The problem is greatest when, as in the Menendez-Melgen case, some of the alleged bribes consist of campaign contributions. Prosecutors and jurors could easily infer corruption, for example, when a widget manufacturer contributed to a legislator’s campaign and the legislator then supported widget subsidies. The risk of criminal punishment could discourage contributions and running for office, and the law could sweep broadly enough to allow prosecutors to pick their targets.
The Supreme Court has, in fact, distinguished campaign contributions from other payments. It has said that campaign contributions may be treated as bribes only when “the payments are made in return for an explicit promise or undertaking by the official to perform or not to perform an official act.” This standard may put a premium on winks and nods, but the alternative could be worse.
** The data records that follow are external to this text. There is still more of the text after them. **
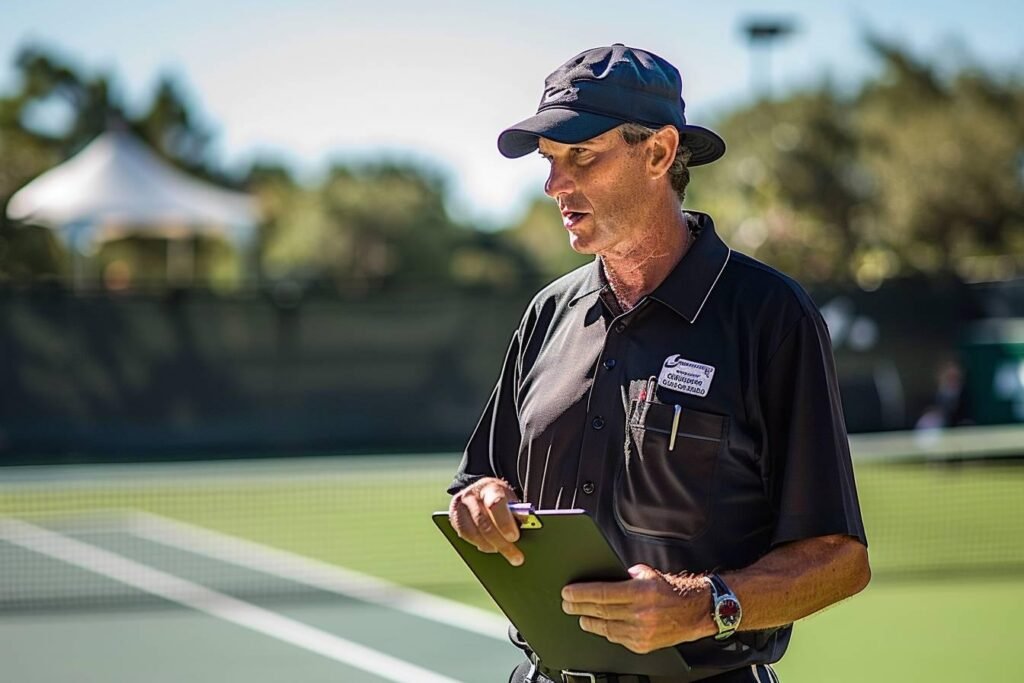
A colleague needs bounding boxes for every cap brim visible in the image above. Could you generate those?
[498,109,725,166]
[498,109,625,159]
[680,124,725,166]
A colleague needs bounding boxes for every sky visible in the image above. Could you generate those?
[0,0,1024,225]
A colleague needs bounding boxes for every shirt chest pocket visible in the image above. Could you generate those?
[614,400,728,541]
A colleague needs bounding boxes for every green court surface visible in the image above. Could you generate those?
[0,432,1024,683]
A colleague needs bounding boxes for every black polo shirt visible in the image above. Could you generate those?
[449,212,866,668]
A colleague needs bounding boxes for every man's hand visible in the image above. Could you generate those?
[449,477,523,566]
[562,564,717,653]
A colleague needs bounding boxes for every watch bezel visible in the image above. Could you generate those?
[708,577,743,640]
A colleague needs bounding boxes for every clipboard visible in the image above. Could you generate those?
[432,506,690,676]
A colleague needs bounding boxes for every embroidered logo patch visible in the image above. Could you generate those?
[657,353,715,397]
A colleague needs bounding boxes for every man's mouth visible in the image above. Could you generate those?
[562,211,589,227]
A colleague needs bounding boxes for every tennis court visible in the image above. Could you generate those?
[0,428,1024,683]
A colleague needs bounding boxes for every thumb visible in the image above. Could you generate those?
[628,564,660,579]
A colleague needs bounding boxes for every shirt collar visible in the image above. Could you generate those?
[650,211,732,323]
[569,211,732,323]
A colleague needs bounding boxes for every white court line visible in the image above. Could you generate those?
[124,510,508,641]
[0,518,459,683]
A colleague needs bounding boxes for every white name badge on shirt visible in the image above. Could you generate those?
[657,353,715,397]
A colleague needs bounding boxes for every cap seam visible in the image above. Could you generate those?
[544,78,685,101]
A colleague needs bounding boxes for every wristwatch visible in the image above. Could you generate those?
[705,573,743,640]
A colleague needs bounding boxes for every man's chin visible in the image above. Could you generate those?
[569,232,597,256]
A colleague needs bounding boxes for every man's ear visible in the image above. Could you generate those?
[647,126,679,179]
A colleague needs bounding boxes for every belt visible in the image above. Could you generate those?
[528,652,657,683]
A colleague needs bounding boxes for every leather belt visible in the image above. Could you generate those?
[528,651,656,683]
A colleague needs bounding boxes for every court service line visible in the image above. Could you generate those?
[0,518,459,683]
[124,511,508,642]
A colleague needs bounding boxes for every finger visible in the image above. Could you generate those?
[562,581,635,604]
[628,564,662,579]
[480,484,519,543]
[449,501,498,553]
[464,496,523,566]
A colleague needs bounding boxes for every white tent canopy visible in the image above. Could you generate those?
[7,131,259,249]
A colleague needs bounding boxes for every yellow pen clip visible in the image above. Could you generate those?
[669,403,683,451]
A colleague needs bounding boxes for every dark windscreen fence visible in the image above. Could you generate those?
[0,291,528,464]
[0,280,1024,466]
[0,427,1024,612]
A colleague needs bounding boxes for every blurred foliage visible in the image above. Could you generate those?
[0,36,1024,294]
[688,36,1024,289]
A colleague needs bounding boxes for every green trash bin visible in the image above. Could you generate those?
[961,318,1024,425]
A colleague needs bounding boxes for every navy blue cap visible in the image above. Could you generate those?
[498,43,725,166]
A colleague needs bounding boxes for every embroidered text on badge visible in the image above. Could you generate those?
[657,353,715,397]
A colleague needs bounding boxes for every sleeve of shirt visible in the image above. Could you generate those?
[761,310,867,546]
[447,332,522,496]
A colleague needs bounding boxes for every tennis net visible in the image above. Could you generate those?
[0,427,1024,611]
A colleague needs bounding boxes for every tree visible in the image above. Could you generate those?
[688,37,1024,287]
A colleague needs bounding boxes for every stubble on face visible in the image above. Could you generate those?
[541,129,688,308]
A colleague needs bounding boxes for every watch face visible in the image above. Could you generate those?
[717,598,739,627]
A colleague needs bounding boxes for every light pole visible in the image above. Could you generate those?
[742,16,797,99]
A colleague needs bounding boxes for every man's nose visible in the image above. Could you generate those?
[544,162,573,199]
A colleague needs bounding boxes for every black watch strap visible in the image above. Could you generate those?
[707,573,743,640]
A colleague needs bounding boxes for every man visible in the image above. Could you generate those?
[450,44,869,683]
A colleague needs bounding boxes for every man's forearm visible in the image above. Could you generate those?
[722,536,870,631]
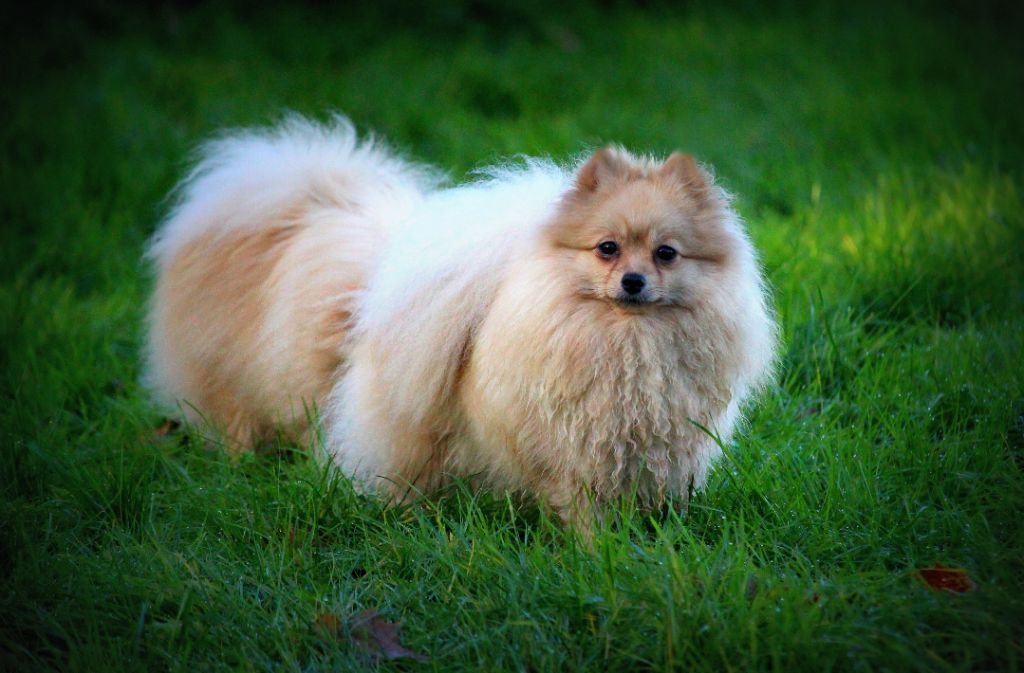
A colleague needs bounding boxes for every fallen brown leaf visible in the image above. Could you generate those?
[313,608,430,662]
[918,563,976,593]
Bribery law requires after-the-fact assessments of motives and understandings, and even when the government’s evidence does not show bribery, it is likely to show favoritism and other unattractive conduct. Jurors, many of whom believed before they entered the jury box that most politicians are corrupt, are likely to convict. Judges provide little protection, allowing jurors to draw “inferences” whenever motives just might have been bad and corrupt understandings just might have existed. At the same time, this law leaves many functional equivalents of bribery untouched. It sweeps too broadly and not broadly enough at the same time. There seems to be no Goldilocks position.
Unlike bribery law, ethical codes and campaign finance regulations can give officials clear rules in advance, but Citizens United and other decisions have largely blocked this fairer and more effective route to the minimization of corruption. Perhaps your wealthy friend should not have been allowed to make those gifts and campaign contributions in the first place.